Three term strategies are shown in Table 3. As expected, combinations increased sensitivity. Sensitivities of >90% can be achieved when combining terms with specificity remaining at 72%. Once again the results were trivially different when comparing the performance between the development and validation databases.
Our study documents search strategies that can help discriminate relevant from nonrelevant articles on the causation of health disorders. Those interested in all articles on causation, with time to sort out irrelevant articles, will be best served by the most sensitive search.
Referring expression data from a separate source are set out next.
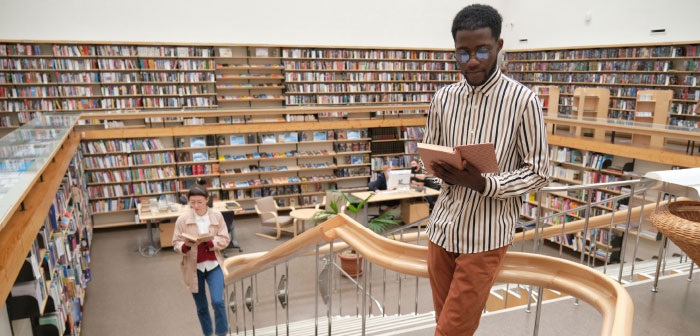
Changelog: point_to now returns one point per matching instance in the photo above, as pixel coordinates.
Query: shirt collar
(488, 85)
(196, 216)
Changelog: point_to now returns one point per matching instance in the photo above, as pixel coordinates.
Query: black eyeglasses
(482, 54)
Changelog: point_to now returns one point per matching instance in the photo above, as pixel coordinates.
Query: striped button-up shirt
(508, 114)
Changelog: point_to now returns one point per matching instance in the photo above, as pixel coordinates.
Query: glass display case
(25, 152)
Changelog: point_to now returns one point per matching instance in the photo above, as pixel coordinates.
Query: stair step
(350, 325)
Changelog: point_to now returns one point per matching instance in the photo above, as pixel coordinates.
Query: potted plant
(350, 261)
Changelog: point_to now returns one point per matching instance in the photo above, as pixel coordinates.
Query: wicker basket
(680, 222)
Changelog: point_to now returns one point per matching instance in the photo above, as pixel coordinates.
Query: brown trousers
(461, 284)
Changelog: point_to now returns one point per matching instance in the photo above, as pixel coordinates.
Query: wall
(406, 23)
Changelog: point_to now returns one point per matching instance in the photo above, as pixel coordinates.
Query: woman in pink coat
(202, 262)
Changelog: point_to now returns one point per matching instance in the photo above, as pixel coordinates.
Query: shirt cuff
(492, 186)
Those with little time on their hands who are looking for a few good articles on causation will likely be best served by the most specific strategies. The strategies that optimized sensitivity and specificity while minimizing the difference between the two provide the best separation of hits from false drops but do so without regard for whether sensitivity or specificity is affected.
In all cases precision was low. This is the inevitable result of a low proportion of relevant studies for a given purpose in a very large, multipurpose database. This means that searchers will continue to need to invest their time in discarding irrelevant retrievals. While low precision in searching can be of concern, the low values here should not be over-interpreted: we did not limit the searches by clinical content terms, as would be the usual case in clinical searches. Precision can be enhanced by combining search strategies in these tables with methodologic terms using the Boolean ‘AND NOT’ and/or by combining search strategies with content specific terms using the Boolean ‘AND”.
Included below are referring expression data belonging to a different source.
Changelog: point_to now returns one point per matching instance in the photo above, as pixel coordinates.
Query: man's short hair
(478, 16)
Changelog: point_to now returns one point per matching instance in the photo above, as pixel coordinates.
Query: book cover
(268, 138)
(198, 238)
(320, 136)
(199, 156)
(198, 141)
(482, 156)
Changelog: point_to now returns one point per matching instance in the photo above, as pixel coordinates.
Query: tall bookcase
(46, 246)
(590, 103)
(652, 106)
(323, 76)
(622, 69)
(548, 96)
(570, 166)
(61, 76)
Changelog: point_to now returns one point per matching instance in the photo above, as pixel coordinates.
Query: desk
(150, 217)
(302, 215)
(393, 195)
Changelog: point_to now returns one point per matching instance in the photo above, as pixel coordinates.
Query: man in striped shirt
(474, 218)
The next phases of our project will focus on finding better search strategies through using more sophisticated strategies as outlined above.
Compared with the performance of search terms for causation that we developed in 1991, the combinations of terms in 2000 slightly out-performed 1991 strategies, but with trade-offs (Table 4). For example, for the most sensitive strategy, sensitivity rose by 11.4% but specificity fell by 7.0%.
Selected combinations of indexing terms and textwords can substantially enhance the retrieval of causation studies cited in MEDLINE.
This research was funded by the National Library of Medicine, USA. The Hedges Team includes Angela Eady, Brian Haynes, Susan Marks, Ann McKibbon, Doug Morgan, Cindy Walker-Dilks, Stephen Walter, Nancy Wilczynski, and Sharon Wong.